Jacob Isaac Meyer de Haan : collaboration avec Gauguin et synthétisme

Expertise des œuvres de l'artiste et présentation de celui-ci, “Autoportrait” de l'artiste Jacob Isaac Meyer de Haan
Jacob Isaac Meyer de Haan (1852-1895)

Jacob Isaac Meyer de Haan : collaboration avec Gauguin et synthétisme, repères et valeur

Introduction

Jacob Isaac Meyer de Haan (souvent orthographié Meijer de Haan) est un peintre néerlandais actif à la fin du XIXe siècle, connu pour son rapprochement avec Paul Gauguin en Bretagne, à Pont-Aven puis au Pouldu. Cette période brève, mais décisive, se situe au moment où le synthétisme s’affirme dans l’entourage de Gauguin. L’intérêt actuel pour Meyer de Haan tient autant à la singularité de son parcours qu’à la rareté de ses œuvres sur le marché. Pour un propriétaire, comprendre le contexte Pont-Aven, la collaboration avec Gauguin et les caractéristiques du synthétisme aide à situer une œuvre, à en documenter l’authenticité, et à mieux apprécier sa valeur.

Comprendre la thématique : Meyer de Haan, Gauguin et le synthétisme

La thématique “Jacob Isaac Meyer de Haan : collaboration avec Gauguin et synthétisme” recouvre trois réalités complémentaires. D’abord, un fait biographique : l’arrivée de Meyer de Haan en France à la fin des années 1880, puis son séjour en Bretagne au contact direct de Gauguin. Ensuite, un fait de groupe : la dynamique de l’École de Pont-Aven, faite de rencontres, d’émulation et de circulation d’idées entre peintres. Enfin, un fait stylistique : l’émergence d’un langage pictural synthétique, qui rompt avec l’observation impressionniste pour privilégier des formes simplifiées, des aplats de couleur, et une composition plus construite.

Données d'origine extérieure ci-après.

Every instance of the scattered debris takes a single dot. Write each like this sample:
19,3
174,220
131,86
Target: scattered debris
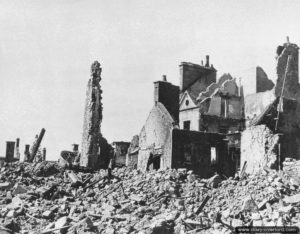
129,201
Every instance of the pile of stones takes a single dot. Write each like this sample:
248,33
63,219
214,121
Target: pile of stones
131,201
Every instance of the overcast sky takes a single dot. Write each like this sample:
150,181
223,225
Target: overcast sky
47,47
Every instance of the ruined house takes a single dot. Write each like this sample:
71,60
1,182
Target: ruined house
278,111
208,105
95,148
163,145
69,158
120,151
155,138
133,151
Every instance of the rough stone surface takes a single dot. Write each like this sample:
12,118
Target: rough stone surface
163,201
258,148
93,144
291,86
263,83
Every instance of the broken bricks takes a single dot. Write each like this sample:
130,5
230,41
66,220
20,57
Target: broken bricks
166,200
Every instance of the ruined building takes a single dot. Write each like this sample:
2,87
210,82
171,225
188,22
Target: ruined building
163,145
120,152
207,125
273,117
208,105
132,153
95,149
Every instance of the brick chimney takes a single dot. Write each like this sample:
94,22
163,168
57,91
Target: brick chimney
168,95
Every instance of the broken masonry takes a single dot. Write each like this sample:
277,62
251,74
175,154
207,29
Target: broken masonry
95,149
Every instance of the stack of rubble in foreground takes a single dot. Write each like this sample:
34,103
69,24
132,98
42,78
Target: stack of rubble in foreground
129,201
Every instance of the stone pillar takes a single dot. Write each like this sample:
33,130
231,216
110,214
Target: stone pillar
91,136
291,85
36,145
17,149
10,148
75,147
26,153
44,154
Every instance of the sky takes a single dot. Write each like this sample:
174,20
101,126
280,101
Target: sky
47,48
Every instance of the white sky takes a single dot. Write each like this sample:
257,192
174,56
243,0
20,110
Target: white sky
47,47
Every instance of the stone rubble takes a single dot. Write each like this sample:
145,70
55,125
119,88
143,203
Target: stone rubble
163,201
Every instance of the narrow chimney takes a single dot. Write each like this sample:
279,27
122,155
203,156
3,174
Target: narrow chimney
207,61
75,147
240,85
27,153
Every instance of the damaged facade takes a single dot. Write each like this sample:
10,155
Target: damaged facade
164,145
212,106
278,109
95,149
132,153
120,151
215,120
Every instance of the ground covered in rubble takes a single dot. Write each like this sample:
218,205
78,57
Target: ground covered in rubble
47,199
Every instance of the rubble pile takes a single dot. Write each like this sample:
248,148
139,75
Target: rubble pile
129,201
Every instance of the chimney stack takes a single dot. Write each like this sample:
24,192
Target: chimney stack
75,147
207,61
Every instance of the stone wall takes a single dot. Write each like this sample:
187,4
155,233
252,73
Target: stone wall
291,86
133,150
193,150
91,136
259,147
190,73
168,95
154,137
262,81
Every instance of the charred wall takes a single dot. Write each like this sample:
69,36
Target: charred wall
195,151
95,149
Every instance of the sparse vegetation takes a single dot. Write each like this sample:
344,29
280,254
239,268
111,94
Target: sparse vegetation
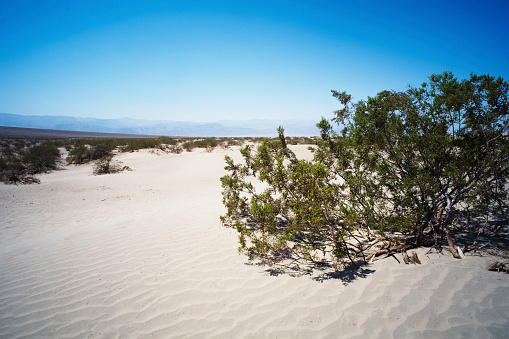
408,169
107,166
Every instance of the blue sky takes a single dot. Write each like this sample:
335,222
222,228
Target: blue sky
214,60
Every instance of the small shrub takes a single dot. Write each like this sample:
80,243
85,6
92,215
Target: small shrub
42,158
106,166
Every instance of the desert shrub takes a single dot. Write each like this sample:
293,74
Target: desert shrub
413,162
42,158
83,153
106,166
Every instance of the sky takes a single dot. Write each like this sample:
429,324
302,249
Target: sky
218,60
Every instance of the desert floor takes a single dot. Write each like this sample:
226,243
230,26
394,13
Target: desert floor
142,253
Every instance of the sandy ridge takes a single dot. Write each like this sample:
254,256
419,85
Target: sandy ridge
142,254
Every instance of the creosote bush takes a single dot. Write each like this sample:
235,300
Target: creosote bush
107,166
422,162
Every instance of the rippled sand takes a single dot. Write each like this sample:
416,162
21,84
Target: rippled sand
143,254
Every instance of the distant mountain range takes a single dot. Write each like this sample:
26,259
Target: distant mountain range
224,128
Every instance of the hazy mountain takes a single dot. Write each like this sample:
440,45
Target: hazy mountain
225,128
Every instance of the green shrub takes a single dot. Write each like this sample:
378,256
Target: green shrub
42,158
106,166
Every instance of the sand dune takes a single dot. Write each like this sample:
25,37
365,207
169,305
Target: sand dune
143,254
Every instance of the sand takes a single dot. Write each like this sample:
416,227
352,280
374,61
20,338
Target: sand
142,254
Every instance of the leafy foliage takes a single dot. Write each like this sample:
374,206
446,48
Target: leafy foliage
410,161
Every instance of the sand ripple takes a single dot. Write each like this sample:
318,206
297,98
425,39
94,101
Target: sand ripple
142,254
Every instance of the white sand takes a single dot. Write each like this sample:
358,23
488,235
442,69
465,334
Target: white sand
143,254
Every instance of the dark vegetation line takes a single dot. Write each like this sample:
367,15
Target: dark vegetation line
24,155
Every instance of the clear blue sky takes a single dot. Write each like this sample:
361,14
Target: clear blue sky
214,60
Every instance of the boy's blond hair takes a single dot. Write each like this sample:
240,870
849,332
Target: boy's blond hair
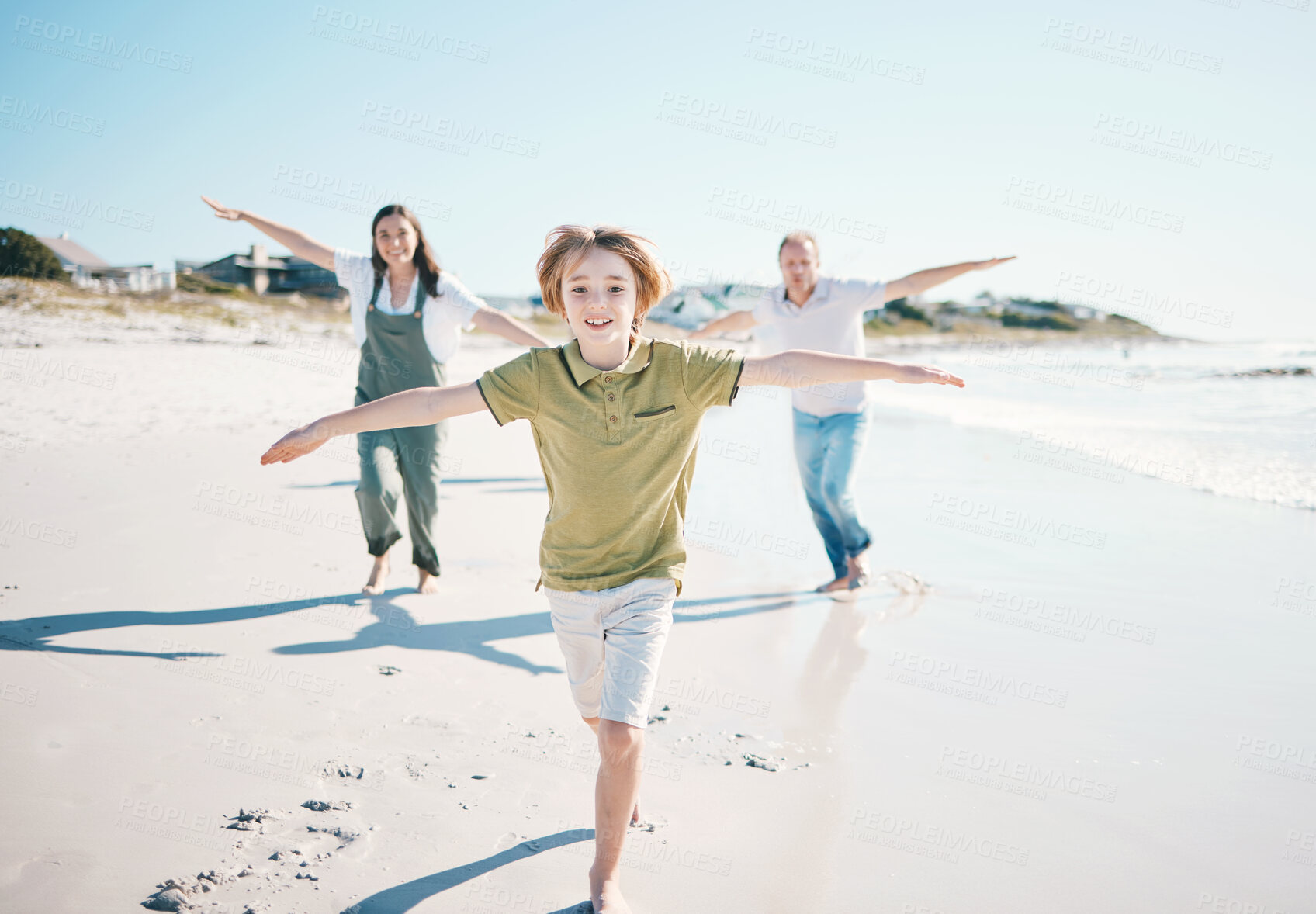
567,244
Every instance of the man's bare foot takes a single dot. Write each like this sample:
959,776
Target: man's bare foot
839,584
428,583
858,571
376,575
606,895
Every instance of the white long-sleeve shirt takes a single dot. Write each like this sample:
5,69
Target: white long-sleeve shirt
442,319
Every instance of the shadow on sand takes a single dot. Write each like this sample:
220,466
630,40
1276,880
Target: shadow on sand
393,625
404,897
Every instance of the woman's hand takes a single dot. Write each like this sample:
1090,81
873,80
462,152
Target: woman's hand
299,442
930,375
221,211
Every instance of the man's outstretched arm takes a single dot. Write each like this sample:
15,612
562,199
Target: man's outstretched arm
926,279
803,367
739,320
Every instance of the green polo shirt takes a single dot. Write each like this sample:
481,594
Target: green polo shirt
618,450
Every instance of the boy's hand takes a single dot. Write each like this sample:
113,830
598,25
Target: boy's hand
298,442
930,375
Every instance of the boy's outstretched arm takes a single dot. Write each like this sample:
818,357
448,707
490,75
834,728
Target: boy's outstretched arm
421,405
803,367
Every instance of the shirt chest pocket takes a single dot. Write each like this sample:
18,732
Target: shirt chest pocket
656,412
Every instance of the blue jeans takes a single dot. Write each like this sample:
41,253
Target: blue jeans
828,450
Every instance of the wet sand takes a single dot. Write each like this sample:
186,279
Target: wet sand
1098,702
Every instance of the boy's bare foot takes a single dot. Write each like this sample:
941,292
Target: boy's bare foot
428,583
839,584
606,895
376,575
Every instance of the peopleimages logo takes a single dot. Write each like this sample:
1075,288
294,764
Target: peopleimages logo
99,43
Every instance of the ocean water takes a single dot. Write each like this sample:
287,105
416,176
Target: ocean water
1174,410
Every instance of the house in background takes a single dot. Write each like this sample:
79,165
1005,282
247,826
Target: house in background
88,272
265,274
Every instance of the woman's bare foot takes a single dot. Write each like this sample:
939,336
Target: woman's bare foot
606,895
428,583
376,575
839,584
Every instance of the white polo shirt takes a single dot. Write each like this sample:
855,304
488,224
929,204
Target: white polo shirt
442,319
831,321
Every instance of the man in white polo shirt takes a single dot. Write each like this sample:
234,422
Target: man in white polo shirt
824,313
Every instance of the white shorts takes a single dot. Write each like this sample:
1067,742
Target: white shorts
612,642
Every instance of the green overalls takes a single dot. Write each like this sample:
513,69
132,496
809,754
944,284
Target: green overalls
395,358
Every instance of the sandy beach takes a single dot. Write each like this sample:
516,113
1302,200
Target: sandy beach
1093,696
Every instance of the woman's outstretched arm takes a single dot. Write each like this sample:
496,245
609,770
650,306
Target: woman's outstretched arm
421,405
507,327
298,242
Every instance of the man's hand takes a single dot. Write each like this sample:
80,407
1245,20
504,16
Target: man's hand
928,375
221,211
989,265
299,442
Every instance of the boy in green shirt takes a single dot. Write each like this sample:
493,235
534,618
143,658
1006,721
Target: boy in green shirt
616,424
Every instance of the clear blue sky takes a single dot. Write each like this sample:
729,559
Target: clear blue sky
935,133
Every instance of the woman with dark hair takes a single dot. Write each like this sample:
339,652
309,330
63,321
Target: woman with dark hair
407,316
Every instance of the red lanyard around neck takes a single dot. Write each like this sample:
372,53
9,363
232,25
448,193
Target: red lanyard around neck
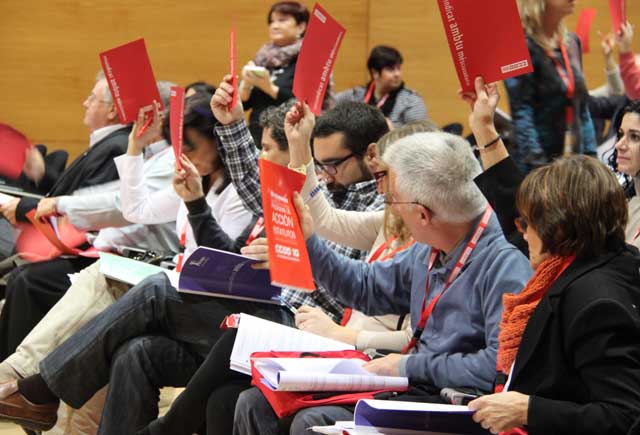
566,75
466,253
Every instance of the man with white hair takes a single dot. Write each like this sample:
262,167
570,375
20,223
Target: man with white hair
452,280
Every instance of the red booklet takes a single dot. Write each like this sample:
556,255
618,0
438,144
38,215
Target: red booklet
316,59
233,66
288,258
618,10
13,148
133,86
485,40
49,238
584,27
176,120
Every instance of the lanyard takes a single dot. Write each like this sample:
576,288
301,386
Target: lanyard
377,257
566,75
367,97
466,253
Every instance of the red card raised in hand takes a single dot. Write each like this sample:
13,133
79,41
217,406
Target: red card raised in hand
288,258
130,77
486,39
233,66
618,10
315,62
584,27
13,149
176,120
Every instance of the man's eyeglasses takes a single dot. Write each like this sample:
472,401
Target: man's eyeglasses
331,168
379,175
521,224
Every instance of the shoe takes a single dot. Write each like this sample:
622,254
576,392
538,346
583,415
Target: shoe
14,407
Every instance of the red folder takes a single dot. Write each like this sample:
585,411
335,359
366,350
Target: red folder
40,241
233,66
618,10
318,54
486,39
130,77
176,120
288,257
13,149
584,27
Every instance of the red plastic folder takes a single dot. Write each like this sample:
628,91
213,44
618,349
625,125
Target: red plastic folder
233,66
288,257
13,149
176,120
316,59
486,39
618,10
130,77
583,28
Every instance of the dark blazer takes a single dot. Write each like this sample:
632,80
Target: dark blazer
95,166
579,359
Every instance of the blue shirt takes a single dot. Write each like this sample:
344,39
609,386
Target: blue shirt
459,344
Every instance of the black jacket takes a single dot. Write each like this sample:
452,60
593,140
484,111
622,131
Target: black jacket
579,359
95,166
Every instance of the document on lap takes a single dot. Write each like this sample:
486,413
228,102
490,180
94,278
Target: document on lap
407,418
323,374
485,40
133,86
289,264
259,335
212,272
317,56
13,148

Dans ce contexte, la notion de “collaboration” ne doit pas être comprise uniquement au sens de réalisation d’œuvres à quatre mains. Elle recouvre aussi l’apprentissage, l’échange de procédés, les discussions d’atelier, la fréquentation des mêmes motifs, et parfois des projets décoratifs menés dans un même lieu. Au Pouldu, Gauguin et Meyer de Haan partagent un quotidien et, selon les sources, participent à des décors muraux dans l’auberge où ils logent. Cette proximité explique que certaines œuvres de Meyer de Haan soient étudiées en lien direct avec l’esthétique synthétiste.

Le synthétisme, tel qu’il se définit dans l’historiographie, se caractérise notamment par la simplification des formes, la mise à distance de la perspective traditionnelle, l’usage de contours marqués, et des couleurs en plages franches. Il s’inscrit dans un climat où l’on recherche une image plus “concentrée” : moins descriptive, plus structurée, et souvent plus symbolique. Pour Meyer de Haan, l’enjeu est de dépasser une formation et des influences initiales plus académiques, afin d’adopter un vocabulaire plus moderne, au contact de Gauguin et du cercle de Pont-Aven.

Typologies d’œuvres, matériaux, périodes et styles observables

Deux périodes principales dans l’œuvre de Meyer de Haan

Sans entrer dans une analyse technique avancée, on distingue généralement une phase néerlandaise, centrée sur des portraits et des scènes de genre, puis une phase française, plus courte, marquée par la Bretagne et le dialogue avec l’École de Pont-Aven. La première période montre des sujets souvent liés à la vie juive d’Amsterdam, avec une lumière et une palette différentes de celles de la phase bretonne. La seconde période intègre plus nettement des simplifications formelles et des effets de composition associés au synthétisme.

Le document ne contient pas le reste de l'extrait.